Pica8: A startup taking advantage of network commoditization

Networking is having its heyday in Silicon Valley as startups pushing programmable networks raise millions and venture firms are on the lookout for the next big thing in IT infrastructure. There are three big trends coalescing in the space that are driving this excitement, and Pica8 hopes to take advantage of them all.

One is the rise of merchant silicon that can deliver the performance of custom chips made by the likes of Cisco and Juniper, but at a lower cost. Another is the rise of software-defined networking, which separates the physical network infrastructure from management of that network. Finally, networks are getting bigger and doing so faster, and that is creating pressure on systems adminsitrators to find a way to scale their networks faster and buy the gear more cheaply.

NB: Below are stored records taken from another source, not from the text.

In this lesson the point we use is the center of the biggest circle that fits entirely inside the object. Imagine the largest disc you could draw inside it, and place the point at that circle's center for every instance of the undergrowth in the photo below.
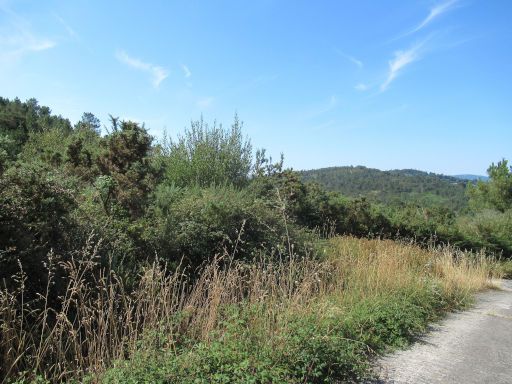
(294, 321)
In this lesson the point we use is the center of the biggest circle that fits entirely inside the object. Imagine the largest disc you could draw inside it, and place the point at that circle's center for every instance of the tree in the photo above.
(497, 192)
(209, 155)
(126, 160)
(89, 123)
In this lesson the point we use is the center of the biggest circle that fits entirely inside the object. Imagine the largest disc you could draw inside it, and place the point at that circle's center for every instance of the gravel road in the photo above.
(474, 346)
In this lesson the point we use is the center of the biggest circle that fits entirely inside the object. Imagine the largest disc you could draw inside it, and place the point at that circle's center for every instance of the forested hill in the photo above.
(401, 185)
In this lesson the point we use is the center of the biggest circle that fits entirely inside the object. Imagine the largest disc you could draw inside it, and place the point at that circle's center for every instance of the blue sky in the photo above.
(385, 84)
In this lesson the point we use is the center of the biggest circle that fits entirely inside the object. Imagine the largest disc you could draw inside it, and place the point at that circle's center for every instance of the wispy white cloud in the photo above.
(186, 71)
(350, 58)
(320, 109)
(361, 87)
(71, 32)
(18, 38)
(157, 73)
(434, 13)
(399, 62)
(205, 102)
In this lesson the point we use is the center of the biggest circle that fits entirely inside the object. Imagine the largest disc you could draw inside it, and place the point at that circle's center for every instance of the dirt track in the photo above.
(467, 347)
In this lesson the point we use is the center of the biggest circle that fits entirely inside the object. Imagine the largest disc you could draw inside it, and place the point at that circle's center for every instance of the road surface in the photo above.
(468, 347)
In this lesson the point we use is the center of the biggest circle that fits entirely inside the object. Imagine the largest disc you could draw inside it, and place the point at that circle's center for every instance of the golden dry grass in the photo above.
(98, 322)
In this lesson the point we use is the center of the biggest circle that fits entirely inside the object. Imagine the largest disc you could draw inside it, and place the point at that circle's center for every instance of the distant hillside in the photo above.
(392, 187)
(472, 177)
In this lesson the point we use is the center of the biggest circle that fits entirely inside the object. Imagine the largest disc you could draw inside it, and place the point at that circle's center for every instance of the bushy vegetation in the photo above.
(290, 321)
(128, 259)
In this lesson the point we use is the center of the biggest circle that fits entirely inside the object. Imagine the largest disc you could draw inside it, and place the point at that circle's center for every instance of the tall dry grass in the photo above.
(97, 321)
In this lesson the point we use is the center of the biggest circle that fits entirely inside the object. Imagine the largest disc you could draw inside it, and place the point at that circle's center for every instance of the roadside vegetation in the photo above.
(126, 259)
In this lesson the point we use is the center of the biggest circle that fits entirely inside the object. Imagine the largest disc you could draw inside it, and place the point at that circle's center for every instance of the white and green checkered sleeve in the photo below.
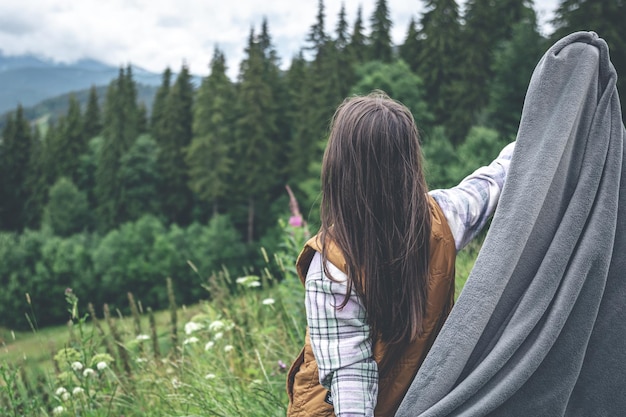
(341, 343)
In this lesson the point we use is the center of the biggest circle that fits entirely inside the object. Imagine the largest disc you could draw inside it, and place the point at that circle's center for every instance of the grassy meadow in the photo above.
(227, 356)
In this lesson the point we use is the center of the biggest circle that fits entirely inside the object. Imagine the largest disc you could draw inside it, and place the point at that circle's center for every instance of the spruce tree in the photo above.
(409, 51)
(70, 142)
(120, 130)
(487, 23)
(380, 45)
(605, 17)
(176, 198)
(358, 40)
(67, 211)
(209, 156)
(301, 147)
(157, 117)
(92, 119)
(513, 64)
(255, 130)
(437, 58)
(139, 179)
(345, 63)
(15, 155)
(36, 182)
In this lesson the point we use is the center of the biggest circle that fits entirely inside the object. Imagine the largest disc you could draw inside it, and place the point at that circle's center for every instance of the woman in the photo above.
(379, 275)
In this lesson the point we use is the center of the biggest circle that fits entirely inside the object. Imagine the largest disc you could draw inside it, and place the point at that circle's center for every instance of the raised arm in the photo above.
(469, 205)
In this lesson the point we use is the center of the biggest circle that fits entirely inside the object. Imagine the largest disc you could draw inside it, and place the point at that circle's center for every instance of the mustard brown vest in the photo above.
(307, 397)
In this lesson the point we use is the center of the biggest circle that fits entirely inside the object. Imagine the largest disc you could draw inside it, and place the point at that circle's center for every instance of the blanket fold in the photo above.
(540, 327)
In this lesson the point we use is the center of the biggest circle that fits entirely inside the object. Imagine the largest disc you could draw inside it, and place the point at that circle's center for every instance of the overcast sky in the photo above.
(155, 34)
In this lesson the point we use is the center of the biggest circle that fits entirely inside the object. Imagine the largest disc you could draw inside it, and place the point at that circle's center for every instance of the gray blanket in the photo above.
(540, 327)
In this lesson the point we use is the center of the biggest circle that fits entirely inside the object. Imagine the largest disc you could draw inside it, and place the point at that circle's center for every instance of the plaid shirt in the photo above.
(340, 338)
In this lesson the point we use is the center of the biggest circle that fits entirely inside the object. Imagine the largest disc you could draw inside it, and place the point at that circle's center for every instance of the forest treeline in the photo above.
(110, 198)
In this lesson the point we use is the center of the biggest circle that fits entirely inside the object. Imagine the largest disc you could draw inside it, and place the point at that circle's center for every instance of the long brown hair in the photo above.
(374, 208)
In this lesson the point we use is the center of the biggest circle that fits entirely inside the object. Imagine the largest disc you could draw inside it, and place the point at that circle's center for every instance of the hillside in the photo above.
(43, 87)
(28, 80)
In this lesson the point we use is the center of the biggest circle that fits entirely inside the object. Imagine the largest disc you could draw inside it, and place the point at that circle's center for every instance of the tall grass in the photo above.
(227, 356)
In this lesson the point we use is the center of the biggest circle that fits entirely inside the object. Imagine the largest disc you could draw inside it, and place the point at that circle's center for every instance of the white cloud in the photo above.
(154, 34)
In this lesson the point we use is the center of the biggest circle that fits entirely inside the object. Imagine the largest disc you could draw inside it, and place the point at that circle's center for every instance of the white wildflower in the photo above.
(192, 326)
(216, 325)
(192, 339)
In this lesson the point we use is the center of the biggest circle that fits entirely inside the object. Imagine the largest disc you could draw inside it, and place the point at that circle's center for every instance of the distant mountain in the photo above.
(28, 80)
(43, 87)
(50, 109)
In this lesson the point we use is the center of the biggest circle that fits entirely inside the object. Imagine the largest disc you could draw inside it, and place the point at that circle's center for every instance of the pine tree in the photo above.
(120, 130)
(36, 182)
(176, 198)
(157, 119)
(70, 142)
(322, 88)
(358, 41)
(487, 22)
(67, 210)
(139, 179)
(209, 155)
(301, 147)
(345, 63)
(15, 154)
(380, 48)
(409, 51)
(92, 119)
(606, 18)
(513, 64)
(256, 127)
(438, 56)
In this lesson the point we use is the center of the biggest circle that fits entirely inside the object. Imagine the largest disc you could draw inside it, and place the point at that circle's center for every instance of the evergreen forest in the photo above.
(112, 198)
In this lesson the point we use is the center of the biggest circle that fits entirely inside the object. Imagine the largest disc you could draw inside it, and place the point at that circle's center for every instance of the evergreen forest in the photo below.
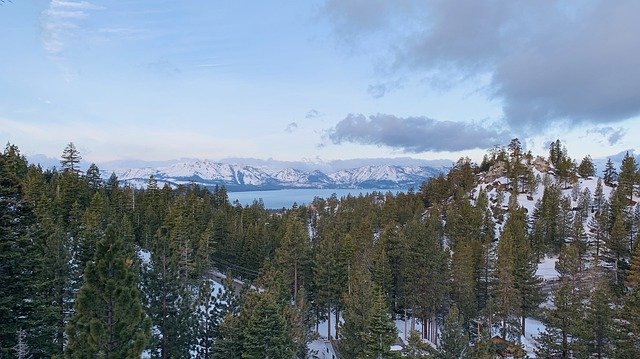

Pica8, a two-year-old startup that spun out of server maker Quanta last month, hopes to become the anti-Cisco by pushing networking gear made on the merchant silicon available from Broadcom, Marvell and Fulcrum. The promise of cheaper boxes is enough for some folks, but James Liao, the CEO of Pica8 has a more disruptive plan — to build software for the white box networking gear and then open that up to the industry as a whole. It’s taking the vision of Arista, which began in 2008 and puts its own software on top of boxes it builds using merchant silicon, one step further. And in the process, Pica8 will shave away at industry margins.

Liao wouldn’t disclose the price of the Pica8 boxes, but sources say they will run from 20 percent to 60 percent less than gear from Cisco, Force10 or others. Already, Pica8 has customers, including NTT communications and Baidu, as well as a strategic partner in Quanta, which is making the Pica8 boxes. Pica8 will also work with another Taiwanese or Chinese white box maker to deliver its software to another vendor.

Liao would like to work with more, but with 15 engineers and himself, he’s strapped for resources. To help, he’s hoping to complete a $ 5 million round of funding in a few months that will help the company expand.

The new networking trend

Networking has been somewhat of a black box for businesses for years. The boxes contained proprietary chips known as ASICs that were able to handle the speeds required to send packets around a network, and used proprietary software that required specialized skills to program. All this specialization made networking both pricey (for customers) and profitable (for providers). But about two years ago, the chips from providers like Broadcom and Fulcrum, which Intel bought, began to match that quality and performance of the specialized ASICs made by Juniper and Cisco.

And with those chips came an opening for a change in the network. Arista picked up on it and began selling boxes built on the commodity silicon while Google built its own switches using merchant silicon, as well. And with these cracks in their chip business, it became possible to build boxes that didn’t require a multi-million-dollar chip investment inside. From there, it becomes a question of software.

Commodity hardware opened up the chance for a vendor like Arista to differentiate with its software. But with OpenFlow controllers and companies like Pica8 pressuring the proprietary software running on networking gear, many companies are seeing an opportunity to get in on the ground floor of a revolution. Pica8 hopes to be one of those startups, and with backing from Quanta, which itself is disrupting the server business, it’s one to watch.